Riding past the open door of a butcher's shop, Bray looked inside, surprised to see a body he recognized. A man hung half in and out of a doorway, looking as if he had gotten as far as he could before collapsing. He had fallen on his side, clutching a string of beads around his neck.
"You look as if you recognize that person," Kirby said to Bray.
"Levi, one of the hunters I accompanied," Bray said with a nod.
"He gave information about you to Bartholomew," Kirby remembered, "right before the soldiers attacked you."
"Yes."
"What are those beads around his neck?"
"They contain the dirt of The Arches," Bray said. "They carry them with them on the hunt. Or, they did." Bray fell silent, walking away without a word as he got back on the horse.
They moved on until they passed a body lying in the street among the others, a sword stuck in his gut. Half of his face was blackened by fire. It took Kirby a moment to recognize Bartholomew's body.
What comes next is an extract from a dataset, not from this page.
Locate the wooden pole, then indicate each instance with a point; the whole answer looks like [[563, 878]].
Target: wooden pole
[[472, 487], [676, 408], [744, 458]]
She noticed Bray staring at him from the back of her horse.
"That revenge will be worthless without William," Kirby said over her shoulder.
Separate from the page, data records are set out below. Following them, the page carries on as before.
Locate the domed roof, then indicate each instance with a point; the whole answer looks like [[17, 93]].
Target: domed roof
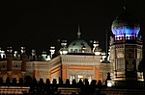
[[126, 25], [79, 46]]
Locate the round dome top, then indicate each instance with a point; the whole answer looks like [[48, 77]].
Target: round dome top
[[79, 46], [125, 25]]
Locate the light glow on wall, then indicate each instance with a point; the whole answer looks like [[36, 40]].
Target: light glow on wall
[[125, 31]]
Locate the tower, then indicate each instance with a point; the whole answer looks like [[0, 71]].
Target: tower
[[125, 48]]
"You are right," Bray agreed.
"Let's get moving."
Chapter 85: Bray
The sun shined over the wooden bridge as they crossed the small patch of water that ran in between the islands. Bray inhaled an odor that he hadn't smelled since they'd been off the islands. Demons. The Halifax men, and Samron, looked around.
"I smell the twisted men," Bray said, scanning the ground as they passed a few dead island soldiers.
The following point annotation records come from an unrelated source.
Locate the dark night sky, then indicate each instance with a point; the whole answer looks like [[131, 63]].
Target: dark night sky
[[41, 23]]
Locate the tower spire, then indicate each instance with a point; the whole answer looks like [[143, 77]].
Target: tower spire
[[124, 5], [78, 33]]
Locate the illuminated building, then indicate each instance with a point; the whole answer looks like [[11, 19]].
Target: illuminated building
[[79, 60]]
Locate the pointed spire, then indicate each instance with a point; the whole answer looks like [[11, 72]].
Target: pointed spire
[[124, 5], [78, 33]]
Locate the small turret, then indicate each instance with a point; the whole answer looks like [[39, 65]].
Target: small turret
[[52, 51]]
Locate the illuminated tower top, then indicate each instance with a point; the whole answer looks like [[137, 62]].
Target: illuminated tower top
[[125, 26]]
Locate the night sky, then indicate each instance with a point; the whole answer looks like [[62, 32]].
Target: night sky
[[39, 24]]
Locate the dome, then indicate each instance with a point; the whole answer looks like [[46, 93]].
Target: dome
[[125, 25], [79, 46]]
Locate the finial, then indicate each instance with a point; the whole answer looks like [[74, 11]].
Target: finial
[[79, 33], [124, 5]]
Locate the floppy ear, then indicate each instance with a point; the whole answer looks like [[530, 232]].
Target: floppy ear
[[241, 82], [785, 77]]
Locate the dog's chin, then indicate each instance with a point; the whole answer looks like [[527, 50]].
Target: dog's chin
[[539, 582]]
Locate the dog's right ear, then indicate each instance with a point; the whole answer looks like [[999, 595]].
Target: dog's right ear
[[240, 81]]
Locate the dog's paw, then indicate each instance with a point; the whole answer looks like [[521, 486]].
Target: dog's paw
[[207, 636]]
The soldiers appeared to have been half-eaten, but he saw a few demon carcasses among them, as well.
"They must have heard the noise," Kirby guessed. "Perhaps they crossed the river, as you did."
"Perhaps. We should keep vigilant, just in case there are more."
They kept a keen alert as they traveled onto the second island, passing a few more soldiers who had been killed by the twisted men, ripped open and partially consumed. Farther up on the island, in the land before the buildings, they saw more demon bodies, struck down by swords. Several had smaller stab wounds. Some looked as if they had been bludgeoned.
"Strange," Bray said aloud, as they looked between the bodies.
Pointing to the buildings they approached, Kirby said to Samron, "Perhaps we can check the building where we stayed, while you check the other."
Before Samron could agree, the door of the right-hand building opened and people streamed from the inside, carrying knives, swords, and long, sharp sticks. They took positions in the yard, lining up in defensive rows. Some hobbled, while others used contraptions meant to hold them up as they walked. A younger man missing a leg limped out to join the others. Bray recognized some of
The Important Ones he'd seen in the yard. About fifty or so people exited the building before the door closed. An old woman with white hair and a knife in her hand, stepping in front of the others, put up a shaky hand, and yelled, "Do not come closer!"
Samron and the Halifax men paused, confused, or perhaps gauging the threat of the elderly and disabled.
"We mean no harm," Bray said. "The battle is over. We are here for our friend, the boy, William."
The woman with white hair surveyed them for a quiet moment. "You are the strangers. You have brought death to our door. You have come to finish us off."
"That is not our intention," Bray returned. "We are in search of our friend, that is all."
"He is no longer here," the woman said.
"Where is he?" Kirby asked, bristling as some anger entered her voice.
"Deacon took him, according to the whispers," the woman said. "We do not know to where he was taken."
"Deacon is dead. And so are his soldiers," Bray said, motioning to the bodies behind him, as if to prove his point. "Though we didn't kill these men."
"We know that," the woman said. "The Savages did. The wild men came over the water. The soldiers killed most of them, before they died, but we took care of the rest. It has been a long time since we have seen Savages here. It took the strongest of us to best them, and several died, but we had to protect ourselves, and the children inside. We will do what we have to, so you do not get to them."
The yard went quiet as the two parties looked at each other across the distance separating them. Finally, Samron stepped forward. "We have no interest in killing any of you, or the children, as Bray said," Samron said. "Our people are not like yours. We do not kill for scalps, or for pleasure."